Archive: About | Browse | Search | Contributions | Feedback
Site: Help | Index | Search | Contact | Notices | Changes

ARCHIVE: 'Phage List' - Archives (1988 - 1989)
DOCUMENT: phage #343 [FYI-- another sendmail nasty] (1 message, 631 bytes)
NOTICE: recognises the rights of all third-party works.


From: (Bruce Cole)
To: phage
Date: Tue 21:22:47 06/12/1988 EST
Subject: FYI-- another sendmail nasty
References: [Thread Prev: 340] [Thread Next: 349] [Message Prev: 342] [Message Next: 344]

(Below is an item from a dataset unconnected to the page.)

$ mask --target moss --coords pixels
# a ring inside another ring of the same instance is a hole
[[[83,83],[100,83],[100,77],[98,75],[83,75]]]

If your sendmail is older than 5.57 try the following:
Open up an smtp connection to your mailer, and supply a program name with
the MAIL FROM command.  Eg: mail from:<"| /bin/rm /etc/passwd">.  Then supply
a receipient address containing an invalid host name.  Guess what is
likely to happen when the mail bounces?

This security problem STILL exists under Sun OS 4.0 and Ultrix.

PS:  How many sites running sendmail ports on machines other than vaxes and
suns have taken care of sendmail security problems?  For example, think of
all the sites which run Wollongong TCP with Berkeley sendmail version 4.12?
That distribution of sendmail also comes with debug turned on by default.